Find yourself a good guild. Which sounds like “Yeah whatever” but it’s literally the problem.
MMO’s have never been about the game. There’s fun in competing with friends, or doing crazy things with odd builds that rely on your skill or dumb luck, but unless you have a group of people around who who care enough to cheer, laugh, or poke fun at you, it’s not fun.
MMO’s have always been about the group of people you play with. The small tight-knit guild community, the larger server community with personalities trading barbs in trade chat, then helping out with each other’s alt runs. The most important part of MMORPG is the “Multiplayer” part.
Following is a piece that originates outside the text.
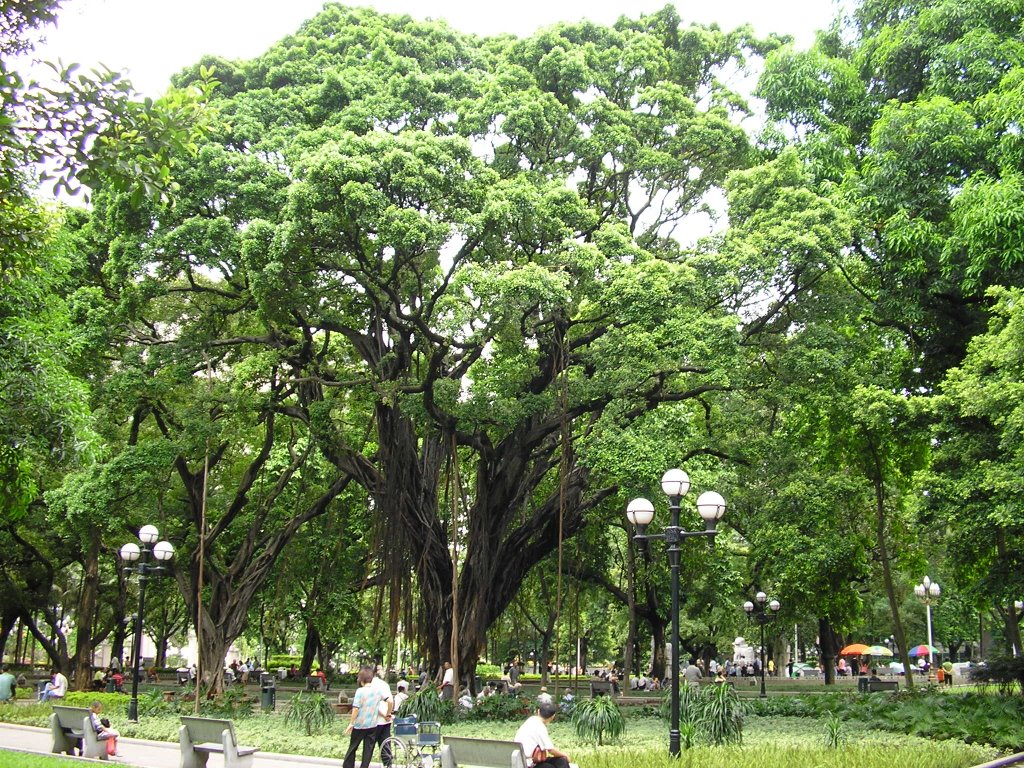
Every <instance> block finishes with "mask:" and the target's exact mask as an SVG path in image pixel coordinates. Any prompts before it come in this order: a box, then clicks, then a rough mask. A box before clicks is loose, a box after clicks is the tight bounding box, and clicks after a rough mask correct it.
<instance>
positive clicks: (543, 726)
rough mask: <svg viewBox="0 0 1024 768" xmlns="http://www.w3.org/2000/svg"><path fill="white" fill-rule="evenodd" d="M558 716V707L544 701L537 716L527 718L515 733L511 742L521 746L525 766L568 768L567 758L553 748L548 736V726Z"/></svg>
mask: <svg viewBox="0 0 1024 768" xmlns="http://www.w3.org/2000/svg"><path fill="white" fill-rule="evenodd" d="M557 714H558V705H555V703H552V702H549V701H546V702H543V703H542V705H541V706H540V707H538V708H537V714H536V715H534V716H531V717H529V718H527V720H526V722H525V723H523V724H522V725H520V726H519V730H517V731H516V732H515V738H513V739H512V740H513V741H518V742H519V743H520V744H521V745H522V751H523V752H524V753H525V754H526V765H527V766H534V768H568V765H569V756H568V755H566V754H565V753H564V752H562V751H561V750H558V749H556V748H555V744H554V742H553V741H552V740H551V736H550V735H549V734H548V725H549V724H550V723H551V721H552V720H554V719H555V715H557Z"/></svg>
Discord for all it’s benefits, takes the conversation out of the game. It expands the conversation to a dozen different places unrelated to your in-game character, with class discords, streamer discords, and a bunch of others unrelated to your server, your guild or your character. It’s a good tool, but it shouldn’t be the primary interaction source for an MMO. It’s super useful, but the slower pace of the old phpBB2/3 forums meant people moved back into the game to ‘just chat’.
When it comes to the “meta”, the problem is that people don’t have a social circle around them in game, to have fun, so they latch on to those other elements and say “If I can succeed at that, I’ll have fun!”, and so people focus on the meta, focus on their DPS numbers, focus on all the things they can quantify because the social interaction is lacking.
When I came back to WoW for classic, I decided to look for a good guild first, and not a high performance sweaty-edge guild. Because I wanted a group of people around me that would be there for the fun, good times, and most of all stick together because we had them. By and large, the same people who were in the guild at the start of TBC form the core of the guild at the end of TBC. We might not have the server first progression, but we’re still raiding every week while other guilds ahead of us have disbanded or “Raid paused”, because they’re struggling against the roster boss as people quit or move elsewhere.
If you want WoW to be fun, you have to focus on finding your tribe. Not on finding your top DPS build.